Lloyd watched a minivan wind through the gated subdivision. “What about the alarm?”
“Jamie showed me the code,” Samantha reassured him. She slid the key in the Baldwin cylinder. The lock turned freely, granting access to the furnished family room. Plastic sheets covered every piece of furniture but one. A broken grandfather clock stood prominently in the formal living room across from the gas fireplace. A faint ammonia smell hung in the air.
Samantha punched the four digit code in the security display to deactivate the silent alarm. The red LED turned green. “We’re good. I’ll check the bedrooms. You check the rest of the house.”
Lloyd started in the kitchen and checked the adjacent pool bath. He checked the empty nursery and the guest bathroom.
Samantha searched the master bedroom and found Jamie’s clothes in the closet. An open suitcase rested on the rumpled bed. She examined the empty bathroom and found a spotless sink with a dry hand-towel folded neatly through a brass ring holder by the mirror. “No one’s been here for awhile,” she hollered.
“I’ll check the study,” said Lloyd, who pounded his fist on the locked door. He jiggled the handle and pushed with his arm. Unsuccessful, he lowered his shoulder, bent his knees, and used his full body weight. This time his effort met with the loud crack of splintered wood.

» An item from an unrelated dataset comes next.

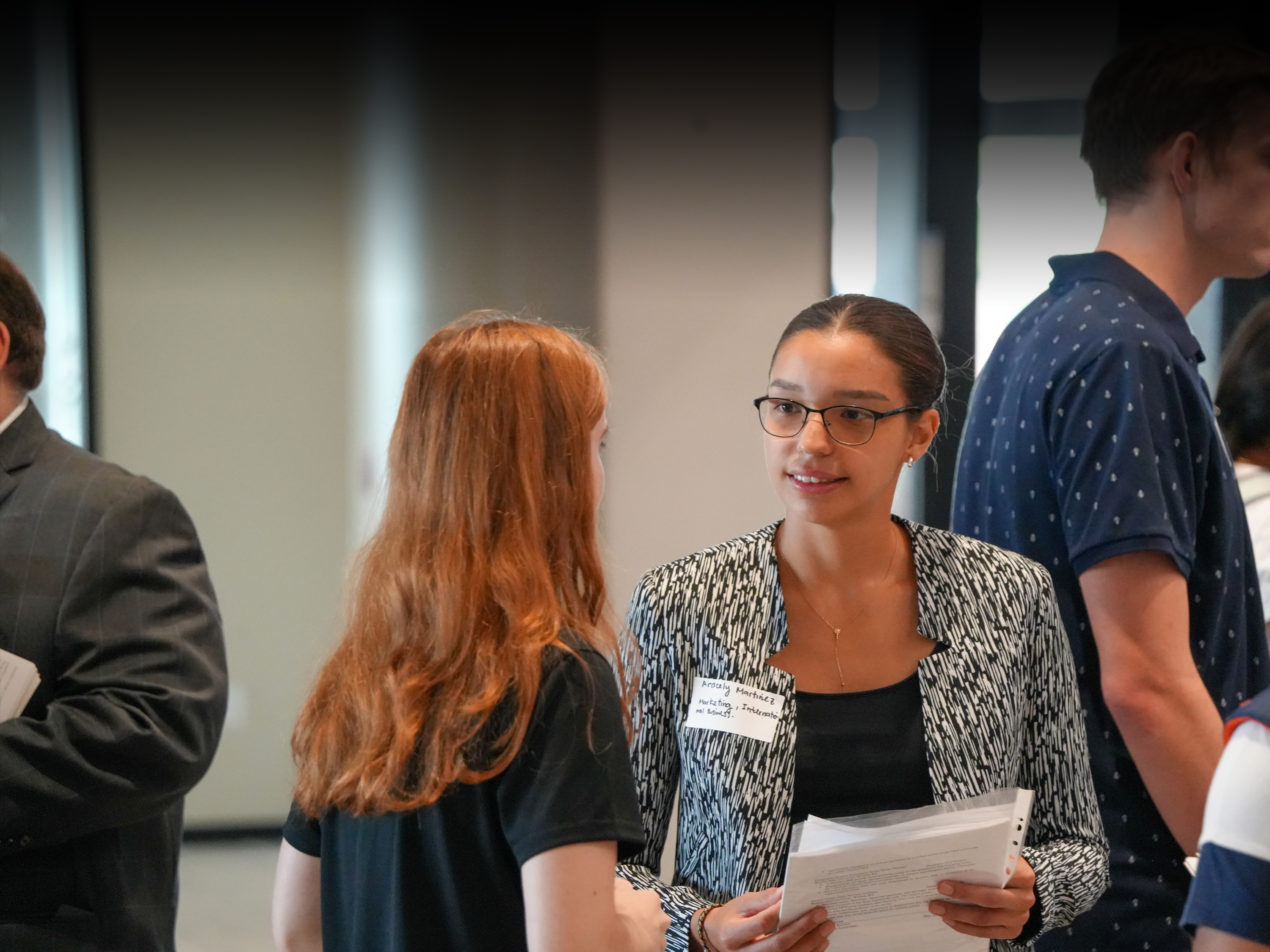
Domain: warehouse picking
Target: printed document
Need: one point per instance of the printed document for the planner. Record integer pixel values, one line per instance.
(877, 874)
(18, 682)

Samantha followed Lloyd and stared at the vacant closet. “It’s empty…” she said, dismayed by the missing evidence that Jamie reassured her was there.
“He knows we’re on to him,” said Lloyd. “He’s trying to cover his tracks.”
“He killed her. I know he did.”
“We don’t know that. Just keep moving.”
“Did you look at the pool area?” Samantha asked.
“Nothing,” said Lloyd. “The other rooms are empty too. We should check the garage.”
Samantha followed Lloyd to find the red Volvo parked in its designated spot. “That’s her car.”
Lloyd put his hand on the hood. It felt cool to the touch.
He popped the trunk and found a stash of empty grocery bags behind a cargo net.
Samantha looked over his shoulder. “This house gives me the creeps.”
Lloyd eyed the ceiling and pulled down the folding ladder. He climbed inside the attic and tugged on the chain beneath the light socket to illuminate the space above the garage. Colored bins sat on sheets of plywood that spanned the rafters stuffed with rolls of pink insulation.
He unzipped a large canvas bag to dismiss the unthinkable and found a dismantled Christmas tree stuffed inside.
“Do you see anything?” Samantha called out from below.
Lloyd pulled the chain and climbed down. He folded the ladder onto itself and raised the spring-assisted platform to the ceiling. “Nothing.”
Samantha cupped her hand to her mouth. “He must have taken her somewhere.”
“I have no idea,” Samantha answered. “Jamie never travels. She never visits. She’s been a prisoner in this house since she married that bastard. He never lets her out of his sight.”